It’s nothing new that Americans are working and living longer. But with 401(k)s, IRAs, Roth IRAs and the old money-under-the-mattress plan, what could possibly be added to secure Americans’ financial security? Pension Advisory Group thinks it has the answer — a new group long-term disability insurance product.
“When a person becomes disabled, their defined contribution becomes disabled,” says Paul Hinson, president of Pension Advisory Group. “So with that in mind, we sat down to build a plan.”
The product, called the Retirement Income Assurance Policy, is purchased by an employer for all employees who participate in the 401(k), 403(b) or 457 qualified retirement plans. In the event that an employee becomes disabled, Pension Advisory Group holds the money that accrues in the RIAP in trust. Hinson says it’s intended to “mirror their 401(k)” that was rendered defunct as a result of their injury. As such, the RIAP money is paid out when the employee reaches retirement.
With about one in four adults expected to experience a long-term disability during their lifetime, Barry Lundquist, president of the Council for Disability Awareness, thinks this is a no-brainer, especially for younger generations. “If you’re an older person today this is important but it’s not going to put that much into their retirement fund if something happens, but if you’re say 30 [years old], it would be a significant nest egg,” Lundquist says.
There is no cost to the individual for this product and Hinson says the price for the employer has been reduced substantially. One company, for example, purchased RIAP for its employees at 1.5% of the organization’s total operating budget. “This is the most inexpensive thing you can add to your portfolio of benefits to retain existing employees and gain new ones,” Hinson says. “This differentiates itself.”

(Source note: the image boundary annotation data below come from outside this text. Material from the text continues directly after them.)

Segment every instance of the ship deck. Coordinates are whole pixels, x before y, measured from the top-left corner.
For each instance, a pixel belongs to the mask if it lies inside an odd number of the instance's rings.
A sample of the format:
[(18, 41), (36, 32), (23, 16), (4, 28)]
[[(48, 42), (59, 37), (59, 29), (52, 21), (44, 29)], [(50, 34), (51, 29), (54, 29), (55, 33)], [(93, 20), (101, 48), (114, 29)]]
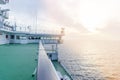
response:
[[(32, 73), (37, 66), (38, 44), (0, 45), (0, 80), (36, 80)], [(68, 75), (57, 62), (52, 61), (55, 69)]]
[(0, 45), (0, 80), (35, 80), (37, 44)]
[[(66, 70), (61, 66), (58, 61), (52, 61), (53, 65), (55, 66), (56, 71), (59, 71), (62, 76), (67, 75), (70, 79), (70, 75), (66, 72)], [(72, 79), (71, 79), (72, 80)]]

Lundquist agrees and says that while a lot of companies have looked at creating this sort of program, it was Pension Advisory Group that made it happen. There are several other companies that add disability income to 401(k)s or 403(b)s, Corporate Compensation Plans in Connecticut is one, but Hinson says that none of his competitors hold the retirement money in trust like Pension — the others pay lump-sums. The Corporate Compensation Plan website confirms this, “Your company can amend your key employees’ employment contracts (or create new ones) to provide them with up to $5,000,000 in lump- sum tax-free cash payments when their careers are ended because of an injury or illness.”
Hinson says his product removes the “moral hazard” by not paying out in a lump-sum. He adds that the company is “actively seeking” brokers who sell retirement plans for the product.